Oude Testament

Nieuwe Testament

Hebreeën 11:1-6 NBG-vertaling 1951 (NBG51)

1. Het geloof nu is de zekerheid der dingen, die men hoopt, en het bewijs der dingen, die men niet ziet.

2. Want door dit (geloof) is aan de ouden een getuigenis gegeven.

3. Door het geloof verstaan wij, dat de wereld door het woord Gods tot stand gebracht is, zodat het zichtbare niet ontstaan is uit het waarneembare.

4. Door het geloof heeft Abel Gode een beter offer gebracht dan Kaïn; hierdoor werd van hem getuigd, dat hij rechtvaardig was, daar God getuigenis gaf aan zijn gaven, en hierdoor spreekt hij nog, nadat hij gestorven is.

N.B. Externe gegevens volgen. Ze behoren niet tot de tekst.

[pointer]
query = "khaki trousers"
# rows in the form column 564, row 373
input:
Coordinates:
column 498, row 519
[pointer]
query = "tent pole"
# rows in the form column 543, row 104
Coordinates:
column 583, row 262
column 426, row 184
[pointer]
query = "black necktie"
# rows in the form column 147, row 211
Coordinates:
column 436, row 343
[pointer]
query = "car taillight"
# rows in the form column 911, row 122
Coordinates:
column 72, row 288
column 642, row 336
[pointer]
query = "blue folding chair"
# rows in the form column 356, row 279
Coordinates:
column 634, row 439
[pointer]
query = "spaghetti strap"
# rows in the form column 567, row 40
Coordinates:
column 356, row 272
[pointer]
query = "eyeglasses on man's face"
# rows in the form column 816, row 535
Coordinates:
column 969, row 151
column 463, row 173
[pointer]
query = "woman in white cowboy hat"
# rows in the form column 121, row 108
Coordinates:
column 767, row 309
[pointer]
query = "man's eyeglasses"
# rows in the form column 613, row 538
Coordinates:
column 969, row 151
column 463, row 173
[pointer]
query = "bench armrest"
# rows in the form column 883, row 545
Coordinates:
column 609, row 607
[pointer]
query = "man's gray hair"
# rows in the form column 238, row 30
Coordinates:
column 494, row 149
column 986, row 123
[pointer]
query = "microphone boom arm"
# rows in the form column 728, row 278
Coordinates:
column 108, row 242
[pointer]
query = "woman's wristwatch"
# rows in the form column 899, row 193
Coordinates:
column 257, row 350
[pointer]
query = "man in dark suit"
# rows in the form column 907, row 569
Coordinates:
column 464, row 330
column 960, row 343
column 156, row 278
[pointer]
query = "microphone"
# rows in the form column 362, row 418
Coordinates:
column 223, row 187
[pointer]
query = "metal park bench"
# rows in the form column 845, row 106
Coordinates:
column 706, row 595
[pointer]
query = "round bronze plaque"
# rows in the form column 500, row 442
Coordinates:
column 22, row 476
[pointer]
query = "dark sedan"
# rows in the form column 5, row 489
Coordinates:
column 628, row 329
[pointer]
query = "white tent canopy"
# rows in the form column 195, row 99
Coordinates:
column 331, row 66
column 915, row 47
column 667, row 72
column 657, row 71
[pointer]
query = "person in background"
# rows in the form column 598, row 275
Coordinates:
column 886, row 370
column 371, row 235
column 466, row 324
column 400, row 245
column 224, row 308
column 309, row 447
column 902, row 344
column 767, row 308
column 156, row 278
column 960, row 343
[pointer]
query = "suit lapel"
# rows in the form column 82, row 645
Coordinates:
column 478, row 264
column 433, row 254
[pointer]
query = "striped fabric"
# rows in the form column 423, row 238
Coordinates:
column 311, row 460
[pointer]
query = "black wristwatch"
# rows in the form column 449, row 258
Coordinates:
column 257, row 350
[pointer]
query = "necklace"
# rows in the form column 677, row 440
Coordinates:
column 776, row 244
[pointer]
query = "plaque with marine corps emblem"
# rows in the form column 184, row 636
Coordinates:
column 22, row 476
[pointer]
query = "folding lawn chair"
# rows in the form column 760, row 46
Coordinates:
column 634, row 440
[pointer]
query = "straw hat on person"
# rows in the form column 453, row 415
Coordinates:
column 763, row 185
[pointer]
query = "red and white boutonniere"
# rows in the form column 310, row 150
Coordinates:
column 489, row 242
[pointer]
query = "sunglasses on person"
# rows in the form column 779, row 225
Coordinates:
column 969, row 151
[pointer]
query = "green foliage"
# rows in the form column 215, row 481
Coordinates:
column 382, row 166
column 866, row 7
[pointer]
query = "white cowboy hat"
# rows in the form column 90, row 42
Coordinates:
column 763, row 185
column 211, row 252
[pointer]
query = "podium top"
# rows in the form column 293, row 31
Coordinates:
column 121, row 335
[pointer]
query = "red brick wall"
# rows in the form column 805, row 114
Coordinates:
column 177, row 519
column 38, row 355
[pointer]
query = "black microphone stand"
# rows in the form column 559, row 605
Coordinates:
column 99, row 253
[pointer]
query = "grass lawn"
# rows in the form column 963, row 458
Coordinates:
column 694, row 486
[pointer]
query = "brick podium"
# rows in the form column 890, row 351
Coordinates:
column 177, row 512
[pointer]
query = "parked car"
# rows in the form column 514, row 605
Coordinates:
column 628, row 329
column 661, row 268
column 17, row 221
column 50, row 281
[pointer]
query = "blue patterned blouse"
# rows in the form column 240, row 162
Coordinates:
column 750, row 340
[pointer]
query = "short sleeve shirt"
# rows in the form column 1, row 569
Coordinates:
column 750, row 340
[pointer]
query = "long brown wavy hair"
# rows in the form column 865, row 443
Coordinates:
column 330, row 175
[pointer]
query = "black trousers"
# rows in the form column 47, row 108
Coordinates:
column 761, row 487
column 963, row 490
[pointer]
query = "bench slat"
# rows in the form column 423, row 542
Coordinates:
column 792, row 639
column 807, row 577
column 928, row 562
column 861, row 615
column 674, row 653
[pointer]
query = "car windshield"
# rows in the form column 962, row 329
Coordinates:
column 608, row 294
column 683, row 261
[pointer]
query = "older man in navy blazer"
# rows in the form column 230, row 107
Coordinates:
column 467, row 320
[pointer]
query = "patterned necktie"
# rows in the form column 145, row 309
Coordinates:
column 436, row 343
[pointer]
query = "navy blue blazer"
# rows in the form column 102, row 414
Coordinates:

5. Door het geloof is Henoch weggenomen zodat hij de dood niet zag, en hij werd niet meer gevonden, want God had hem weggenomen. Want vóórdat hij werd weggenomen, is van hem getuigd, dat hij Gode welgevallig was geweest;

6. maar zonder geloof is het onmogelijk (Hem) welgevallig te zijn. Want wie tot God komt, moet geloven, dat Hij bestaat en een beloner is voor wie Hem ernstig zoeken.